しかし団塊の世代が引退を迎えるこの先、プレイ人口と市場規模は縮小すると予測されています。

そんな中、従来の屋外型練習場に替わりインドアゴルフ練習場が施設数やシェアを伸ばしています。

今回はゴルフ業界全体の動きや、インドアゴルフの市場規模について考えてみましょう。

参照:一般社団法人中央調査社 第30回「人気スポーツ」調査

 


コラムのポイント

・直近のゴルフ場と練習場の売上高は増加傾向にあります。

・アウトドア練習場が減少し、インドア練習場が増加。


 

ゴルフ業界全体の動向

 

2022年ゴルフ場売上高は微増

ゴルフ場売上高のグラフ

データ引用元:経済産業省特定サービス産業動態統計調査

日本全国のゴルフ場売上高は2002年をピークに減少傾向ですが、2021年は約944億円と2015年以来の数字に回復しています。

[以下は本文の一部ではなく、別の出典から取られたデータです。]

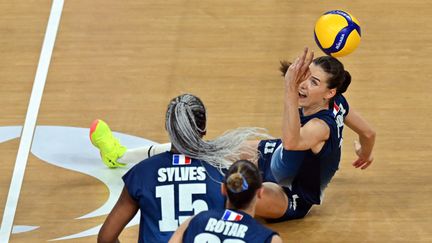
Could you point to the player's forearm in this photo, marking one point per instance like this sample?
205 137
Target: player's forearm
367 142
291 119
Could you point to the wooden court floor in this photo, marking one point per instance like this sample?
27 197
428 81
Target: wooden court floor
124 60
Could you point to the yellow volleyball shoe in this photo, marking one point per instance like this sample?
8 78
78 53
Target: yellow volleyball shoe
109 147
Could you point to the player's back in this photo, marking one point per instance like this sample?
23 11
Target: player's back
226 226
169 188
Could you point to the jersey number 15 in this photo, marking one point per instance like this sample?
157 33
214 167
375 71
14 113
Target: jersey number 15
185 204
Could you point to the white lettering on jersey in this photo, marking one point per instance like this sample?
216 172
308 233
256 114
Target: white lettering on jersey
226 228
184 173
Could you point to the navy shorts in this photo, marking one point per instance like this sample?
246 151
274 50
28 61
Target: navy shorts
297 207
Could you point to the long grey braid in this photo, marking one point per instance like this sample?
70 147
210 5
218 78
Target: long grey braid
186 124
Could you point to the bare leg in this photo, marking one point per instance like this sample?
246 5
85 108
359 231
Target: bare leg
273 202
139 154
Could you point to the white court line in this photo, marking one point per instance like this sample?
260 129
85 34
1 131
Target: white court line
30 121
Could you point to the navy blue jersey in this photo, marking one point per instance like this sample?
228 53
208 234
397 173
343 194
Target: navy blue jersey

新型コロナが流行した2020年は約798億円と大きく落ち込んだものの、感染リスクの少ない屋外スポーツとして注目が集まり売り上げを伸ばしたようです。

経産省がまとめた2022年6月時点のデータを見ると、売り上げ・利用者数ともに前年同月比100%超えの月が多く、直近も好調な状態と言えそうです。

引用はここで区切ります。